“When I first stepped on Jordanian soil, I looked at my husband and knew that this was going to be a different life. He was injured during the conflict and so I had to take on the burden of providing an income for my family.”
Coming from a conservative village in rural Homs, life has completely changed for Hiyam since arriving in Jordan in 2012. Hiyam’s long journey involved moving from Homs to Damascus and then to Daraa within Syria, before crossing the border into Jordan where they were first received at Zaatari refugee camp in Mafraq. They stayed there for 20 days before settling in East Amman: Hiyam remembers the exhaustion she felt during her first year in Jordan.
With five children now aged between 8 and 19 years old, the responsibility was initially a lot to take. “Making sure we have enough money, that the children go to school, that there is food in the fridge, these are all things which seemed easy before, but when you are a refugee there is an added complication,” she explains.
Two years ago, when she was accepted to be a part of the Community Support Committee at Nuzha Centre in East Amman, though, something changed. “I finally felt like I had a purpose apart from just looking after my children at home.”

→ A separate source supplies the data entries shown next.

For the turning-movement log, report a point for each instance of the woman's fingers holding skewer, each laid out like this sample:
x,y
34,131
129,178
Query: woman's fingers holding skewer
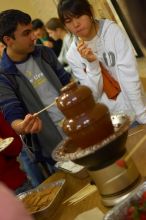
x,y
31,124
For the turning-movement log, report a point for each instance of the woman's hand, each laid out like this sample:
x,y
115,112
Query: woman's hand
x,y
30,124
86,52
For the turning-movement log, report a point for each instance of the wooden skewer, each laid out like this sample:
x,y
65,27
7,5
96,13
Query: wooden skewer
x,y
136,132
44,109
37,113
122,162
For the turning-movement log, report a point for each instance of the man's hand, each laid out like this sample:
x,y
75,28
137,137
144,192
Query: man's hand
x,y
30,124
86,52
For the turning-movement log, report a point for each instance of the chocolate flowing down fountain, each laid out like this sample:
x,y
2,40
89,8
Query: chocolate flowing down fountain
x,y
96,140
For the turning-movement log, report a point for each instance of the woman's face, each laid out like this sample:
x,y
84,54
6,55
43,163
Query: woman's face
x,y
81,26
53,34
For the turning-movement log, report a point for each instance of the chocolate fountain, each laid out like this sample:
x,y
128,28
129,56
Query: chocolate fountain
x,y
96,140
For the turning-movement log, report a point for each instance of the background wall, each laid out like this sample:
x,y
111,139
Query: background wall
x,y
45,9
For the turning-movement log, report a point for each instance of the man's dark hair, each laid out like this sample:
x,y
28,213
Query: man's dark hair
x,y
37,23
9,20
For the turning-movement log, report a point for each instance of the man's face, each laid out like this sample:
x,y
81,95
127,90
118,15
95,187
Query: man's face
x,y
24,40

Since joining Nuzha committee, Hiyam explains how she has helped refugees with everything from preventing early marriage to facilitating life skills classes and that the training she has received as a part of the committee has also enabled her to develop on a more personal level. Thanks to the cash for work incentive she receives, she is able to provide for some of her children basic needs.
Empowering other women in the community is, in addition, a particular passion. “I live five minutes from Nuzha,” she says, “most of the people who come here are my friends and neighbors and I even have people approaching me when I am out buying vegetables to ask for advice.”
It is clear from Hiyam that the support system that Nuzha has created in just two years since opening in 2018 is extensive.
“I have seen real change in people’s lives because of what we do here,” she concludes.